The above expression is in single-integral form as well. Hence, it can be also easily and efficiently evaluated with common mathematical software packages such as MATLAB, MATHEMATICA, or MAPLE. As mentioned in the Introduction, outage performance of the variable-gain AF-FD relaying systems in Nakagami-m fading channels is also independently evaluated in [20]. On the other hand, the exact outage probability expression given in ([20] eq. (16)) is written in terms of EGBMGF which contains Mellin-Barnes type double-contour-integration ([24] Table I).

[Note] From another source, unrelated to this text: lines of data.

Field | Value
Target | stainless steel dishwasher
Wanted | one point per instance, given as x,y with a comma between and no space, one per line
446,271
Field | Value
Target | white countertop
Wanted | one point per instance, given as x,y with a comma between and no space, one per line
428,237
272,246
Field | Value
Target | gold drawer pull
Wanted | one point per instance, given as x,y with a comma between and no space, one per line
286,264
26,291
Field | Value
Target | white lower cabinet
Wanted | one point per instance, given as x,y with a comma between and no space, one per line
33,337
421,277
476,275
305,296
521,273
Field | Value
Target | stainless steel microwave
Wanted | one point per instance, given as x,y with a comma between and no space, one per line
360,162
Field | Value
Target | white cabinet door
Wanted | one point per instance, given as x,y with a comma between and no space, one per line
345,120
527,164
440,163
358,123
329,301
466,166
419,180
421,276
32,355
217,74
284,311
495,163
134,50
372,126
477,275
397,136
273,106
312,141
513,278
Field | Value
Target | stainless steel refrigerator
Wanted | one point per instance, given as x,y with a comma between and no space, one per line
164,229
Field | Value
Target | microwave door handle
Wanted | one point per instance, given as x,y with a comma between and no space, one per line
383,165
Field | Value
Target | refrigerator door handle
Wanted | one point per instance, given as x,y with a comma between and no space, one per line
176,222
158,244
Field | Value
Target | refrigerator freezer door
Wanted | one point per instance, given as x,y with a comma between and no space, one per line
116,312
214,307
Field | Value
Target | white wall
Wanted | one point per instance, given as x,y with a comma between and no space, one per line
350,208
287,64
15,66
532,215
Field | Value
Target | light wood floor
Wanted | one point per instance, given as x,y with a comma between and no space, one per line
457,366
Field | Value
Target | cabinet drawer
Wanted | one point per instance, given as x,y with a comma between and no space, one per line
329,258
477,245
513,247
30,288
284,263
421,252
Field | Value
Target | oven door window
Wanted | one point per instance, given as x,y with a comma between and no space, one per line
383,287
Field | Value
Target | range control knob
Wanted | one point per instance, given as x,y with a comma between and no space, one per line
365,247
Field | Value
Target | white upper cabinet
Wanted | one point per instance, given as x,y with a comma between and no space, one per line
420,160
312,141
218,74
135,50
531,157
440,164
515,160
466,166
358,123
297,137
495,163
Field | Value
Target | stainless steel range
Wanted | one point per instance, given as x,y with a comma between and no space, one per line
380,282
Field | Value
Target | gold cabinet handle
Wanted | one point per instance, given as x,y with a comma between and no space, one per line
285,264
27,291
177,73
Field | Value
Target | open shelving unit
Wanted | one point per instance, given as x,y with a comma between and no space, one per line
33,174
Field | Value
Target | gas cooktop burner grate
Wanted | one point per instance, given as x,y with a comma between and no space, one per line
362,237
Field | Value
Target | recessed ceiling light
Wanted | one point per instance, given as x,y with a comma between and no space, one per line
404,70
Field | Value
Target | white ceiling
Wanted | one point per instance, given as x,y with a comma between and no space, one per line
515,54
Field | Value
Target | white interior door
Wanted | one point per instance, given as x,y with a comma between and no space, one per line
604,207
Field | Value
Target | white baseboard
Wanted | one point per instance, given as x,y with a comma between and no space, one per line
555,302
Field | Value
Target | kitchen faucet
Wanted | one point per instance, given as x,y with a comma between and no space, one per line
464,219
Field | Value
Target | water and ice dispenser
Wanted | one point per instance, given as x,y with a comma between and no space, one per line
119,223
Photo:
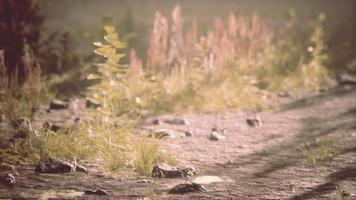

Although, MATHEMATICA implementation of the EGBMGF function has been provided in ([24] Table II), the built-in function is not available for EGBMGF to the best of our knowledge. Also, different from [20], our result is valid for both integer and non-integer m _RD values.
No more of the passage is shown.